そんな私を尻目に動いたのは、ずっとなるべく私達の邪魔をしないように、静かに様子を見守っていてくれた人。


父「……梓ちゃん、家まで送るよ」

梓「え……そんな、大丈夫ですよ?」

父「唯ももう起きた事だし、ずっとついてなくても大丈夫だろうから。それに車だからすぐ着くよ」

梓「えっと……」

父「唯も、梓ちゃんを一人で帰らせるのは不安だろ?」


私を振り返ったお父さんの顔は、どこか得意気な笑みに満ちていて、「任せておけ」と言ってるかのよう。
その顔に、私はすぐに何度も首を縦に振っていた。


唯「うん、うん! 女の子の一人歩きは危険だからね! 梓ちゃん可愛いしね! よろしくね、お父さん!」

父「よろしくされるよ。
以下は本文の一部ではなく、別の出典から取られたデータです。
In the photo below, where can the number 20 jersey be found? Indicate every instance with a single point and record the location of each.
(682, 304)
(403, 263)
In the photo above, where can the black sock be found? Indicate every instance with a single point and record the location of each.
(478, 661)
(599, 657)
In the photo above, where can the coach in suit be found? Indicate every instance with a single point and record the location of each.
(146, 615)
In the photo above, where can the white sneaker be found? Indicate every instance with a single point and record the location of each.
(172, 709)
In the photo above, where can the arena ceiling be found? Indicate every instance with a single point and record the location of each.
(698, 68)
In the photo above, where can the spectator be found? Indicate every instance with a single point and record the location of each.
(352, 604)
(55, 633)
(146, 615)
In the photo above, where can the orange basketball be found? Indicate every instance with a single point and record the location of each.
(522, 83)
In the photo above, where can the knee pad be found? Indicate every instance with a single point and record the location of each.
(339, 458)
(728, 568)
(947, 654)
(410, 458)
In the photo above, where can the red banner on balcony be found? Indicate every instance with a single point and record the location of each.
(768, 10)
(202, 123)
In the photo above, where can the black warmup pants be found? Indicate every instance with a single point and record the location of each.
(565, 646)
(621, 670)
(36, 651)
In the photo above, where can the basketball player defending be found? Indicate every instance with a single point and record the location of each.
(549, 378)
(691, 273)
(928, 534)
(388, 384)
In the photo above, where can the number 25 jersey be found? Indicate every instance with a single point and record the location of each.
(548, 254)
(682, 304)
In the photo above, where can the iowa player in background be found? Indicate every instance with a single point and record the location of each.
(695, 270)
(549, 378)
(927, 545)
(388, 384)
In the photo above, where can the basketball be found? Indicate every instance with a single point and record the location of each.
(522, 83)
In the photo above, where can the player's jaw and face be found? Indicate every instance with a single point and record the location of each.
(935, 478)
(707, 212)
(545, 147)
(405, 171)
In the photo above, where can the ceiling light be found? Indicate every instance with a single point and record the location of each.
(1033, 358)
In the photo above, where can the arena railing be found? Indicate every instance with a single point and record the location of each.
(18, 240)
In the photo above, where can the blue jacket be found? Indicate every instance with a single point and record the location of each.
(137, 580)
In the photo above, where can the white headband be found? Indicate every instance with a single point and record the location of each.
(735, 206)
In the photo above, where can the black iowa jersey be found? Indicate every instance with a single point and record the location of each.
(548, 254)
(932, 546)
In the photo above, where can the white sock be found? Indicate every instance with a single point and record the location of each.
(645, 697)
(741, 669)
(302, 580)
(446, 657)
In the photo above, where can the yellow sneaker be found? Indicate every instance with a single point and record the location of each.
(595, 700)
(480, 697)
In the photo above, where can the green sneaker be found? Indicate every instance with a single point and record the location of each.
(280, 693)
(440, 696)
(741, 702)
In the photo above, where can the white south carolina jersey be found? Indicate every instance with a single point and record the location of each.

さ、行こうか」

梓「は、はい……それじゃ、よろしくお願いします……」


先輩の親と二人きりというシチュエーションは緊張するかもしれないけど……ごめんね、梓ちゃん。やっぱり気になるよ。
自分で何とかできないのは情けない限りだけど……お願いね、お父さん。


唯「あ、お父さん!」

父「ん?」

唯「『魔物』に気をつけてね」

父「……ああ……そうだね」


◇◇


父「――すまないね、梓ちゃん。あの子も悪気があったわけじゃないんだ」

梓「……どちらにしろ、私を責めるような事を言う人じゃないです。それはわかってるつもりです」

父「……唯は、君にはどう映ってる?」

梓「……失礼かもしれませんけど、唯先輩は思ったままを口に出す人だと思います。それこそ、さっきみたいに」

父「嬉しかったかい?」

梓「……そうですね、そうとも取れますね。そう取っておけばよかったんですね……」

父「ふふっ。……そうだ、梓ちゃん、明日の事について一つ提案があるんだけど――」


◇◇


母「……ほら、唯。せっかくだから横になっておきなさい」

唯「はぁい……」


お母さんに言われ、しぶしぶ――と見えるように――横になる。
実際、寝転がって今日学んだ事を復習するのもいいかと思ってたところだったりする。
ご飯を食べて、もう一回復習してたらきっとすぐに消灯時間になるだろう。その前に寝ちゃうかもしれないけど。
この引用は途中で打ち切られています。